イチロー外野手(38)のマリナーズからヤンキースへの電撃移籍は、MLB放送権を持つテレビ各局をあわてさせた。各局とも、開幕直前のロンドン五輪に向けて放送態勢が整ったばかり。イチローは27日夜(日本時間28日午前)に本拠地デビューを飾ることが濃厚だが、各局とも現段階で中継は未定。五輪の影響でスタッフ不足の問題を抱えており、各局とも対応に追われている。

 各局とも、ロンドン五輪モードに入った矢先に届いた電撃移籍のニュース。24日朝からNHKや民放各局は、五輪選手を紹介しながら、イチローの移籍会見の映像も繰り返し放送した。名門ヤンキースの一員となったことで、イチローに対する野球ファンの関心度は一気に高まった。

 BS1を中心にMLBの試合を放送するNHKは「移籍は重要なことと受け止めています。視聴者の関心の高さを理解し、期待に応えるような放送の形を考えられたらと思います」とした。

 ところが同局のスポーツ中継は現在、多くのスタッフを割いて、ロンドン五輪の放送に全力を注ぐ態勢になっている。イチローが現地時間27日夜、ピンストライプのユニホームを着てヤンキースの本拠地ヤンキースタジアムに登場することが濃厚だが、この試合の中継も現段階では未定だ。

 BS1では今後しばらく、ロンドン五輪中心の放送態勢が続く。サブチャンネルを使って、イチローの出場試合を五輪期間中、急きょ設定するにも、人的な問題がある。放送枠を増やすなどの作業が現実化するのは五輪後になるとみられる。

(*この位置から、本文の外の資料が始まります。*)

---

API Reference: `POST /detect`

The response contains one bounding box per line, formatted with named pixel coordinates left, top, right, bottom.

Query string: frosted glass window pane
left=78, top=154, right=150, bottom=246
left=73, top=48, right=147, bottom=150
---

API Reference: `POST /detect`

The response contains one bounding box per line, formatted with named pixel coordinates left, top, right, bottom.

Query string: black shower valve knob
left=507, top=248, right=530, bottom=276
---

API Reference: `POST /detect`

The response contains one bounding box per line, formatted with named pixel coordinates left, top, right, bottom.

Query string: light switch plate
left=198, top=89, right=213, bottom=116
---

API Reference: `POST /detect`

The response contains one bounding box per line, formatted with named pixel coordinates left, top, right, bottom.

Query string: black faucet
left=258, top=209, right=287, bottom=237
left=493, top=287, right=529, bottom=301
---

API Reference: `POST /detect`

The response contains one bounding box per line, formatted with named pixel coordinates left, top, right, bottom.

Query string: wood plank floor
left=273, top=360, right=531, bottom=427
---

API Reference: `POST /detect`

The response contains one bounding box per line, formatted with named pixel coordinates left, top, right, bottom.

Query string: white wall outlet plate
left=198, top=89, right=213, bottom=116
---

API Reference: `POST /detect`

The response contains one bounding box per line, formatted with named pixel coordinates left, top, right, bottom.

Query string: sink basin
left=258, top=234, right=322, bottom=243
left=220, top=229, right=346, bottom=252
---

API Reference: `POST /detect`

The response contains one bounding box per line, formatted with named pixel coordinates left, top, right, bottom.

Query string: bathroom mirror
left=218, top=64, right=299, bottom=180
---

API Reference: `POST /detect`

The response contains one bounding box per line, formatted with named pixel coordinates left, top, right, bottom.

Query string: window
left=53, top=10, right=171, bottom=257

 TBSは、ダルビッシュが優勝争いに絡むことを想定し、同投手の先発試合を9月ごろに放送する準備を進めてきた。イチローの電撃移籍を受け、「ヤンキースも当然、プレーオフなどに関わってくる可能性がある。放送時期、カードを含めて再検討する」とした。フジテレビも「現在、調整中です」とコメント。イチローの出場試合の放送に前向きと受け取れる姿勢を示した。